Comment, dans ce cas, s’assurer que le soutien financier parvienne véritablement jusqu’aux populations, alors qu’elles-mêmes dénoncent la captation des fonds par des dirigeants corrompus? «Ne donnez rien, ce sont des voleurs!», a-t-on ainsi pu entendre, comme le rapporte Le Monde, dans les bouches de Beyrouthins en colère prenant à partie Emmanuel Macron. «C’est tragique que certaines personnes soient en proie à un tel désarroi qu’elles en viennent à dire ce genre de choses», regrette Michel Larive.

«Mais depuis des mois, les Libanais ont au contraire montré qu’ils voulaient reprendre leur destin en main. Avant la crise sanitaire et les explosions, c’est une véritable révolution citoyenne qui était en cours là-bas», s’enthousiasme-t-il.

«Il faut donc que la France trouve les bons interlocuteurs, les bons circuits, au travers du droit international et du respect de l’indépendance du Liban, pour que cette aide arrive jusqu’à ceux qui en ont besoin et ne soit pas accaparée», clame cet ami et compagnon de route de longue date de Jean-Luc Mélenchon.​

«C’est à nous, poursuit-il, de trouver les bons canaux si nous voulons aider les Libanais. Il faut instaurer un rapport d’égal à égal, dans un premier temps pour l’aide immédiate, puis pour l’aide structurelle qu’il faudra mettre en place pour reconstruire. Si nous ne sommes pas dans un rapport d’égal à égal, ça devient de l’ingérence.»​

Un cas classique, analyse le député de la France insoumise: «Derrière l’aide, il y a toujours un aspect d’intérêt du pays qui aide. Ça ne concerne d’ailleurs pas que la France d’Emmanuel Macron: les Chinois ou les Russes font pareil, et les Américains en premier lieu. Quand il y a aide, il y a option de retour sur aide. Le plan Marshall obligeait les pays aidés à acheter des films américains», rappelle l’auteur de Res-Cultura, Res-Publica: un manifeste pour une politique culturelle, à paraître en août aux éditions Bruno Leprince.

Réformes structurelles

«Il est frappant de voir la confiance avec laquelle s’est comporté le président français à Beyrouth», remarque pour sa part le journaliste et écrivain libanais Tawfik Shuman, cité par Sputnik Arabic et préoccupé par la souveraineté de son pays: «On aurait dit qu’il était chez lui, il avait l’air plus à l’aise que tous les hommes politiques libanais réunis.»

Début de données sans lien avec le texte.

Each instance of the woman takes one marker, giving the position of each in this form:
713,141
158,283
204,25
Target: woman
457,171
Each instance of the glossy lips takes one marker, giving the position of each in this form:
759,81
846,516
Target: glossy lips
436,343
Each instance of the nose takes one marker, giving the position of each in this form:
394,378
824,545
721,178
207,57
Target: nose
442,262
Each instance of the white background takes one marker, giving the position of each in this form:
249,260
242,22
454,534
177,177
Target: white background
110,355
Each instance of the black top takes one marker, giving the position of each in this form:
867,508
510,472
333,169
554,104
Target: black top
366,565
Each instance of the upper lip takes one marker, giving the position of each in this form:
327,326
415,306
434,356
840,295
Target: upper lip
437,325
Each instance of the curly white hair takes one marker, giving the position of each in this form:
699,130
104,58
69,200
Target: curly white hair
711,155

Mais, reprend Michel Larive, «si l’on laissait Emmanuel Macron être le décideur, ça irait à l’encontre des intérêts mêmes du peuple libanais. Il irait dans le sens du FMI et des réformes structurelles, avec une politique ultralibérale».

Or «c’est précisément contre cet ordre néolibéral que se soulève depuis des mois la mobilisation citoyenne libanaise», juge l’élu.

Une politique dont les explosions de mardi «sont une conséquence directe, dénonce l’Insoumis. C’est un système dans lequel on privilégie le profit sauvage à la protection des populations, favorisant la corruption, au point que ça se solde par une catastrophe avec des morts.»

​Le député de l’Ariège se montre pour autant optimiste: «Quand vous êtes au fond de la piscine, vous ne pouvez que remonter. Il y a là-bas une volonté de faire table rase, d’entamer une réflexion sur une plus grande solidarité. Il faut compter sur les Libanais pour reconstruire, c’est à eux de trouver la réponse», conclut-il.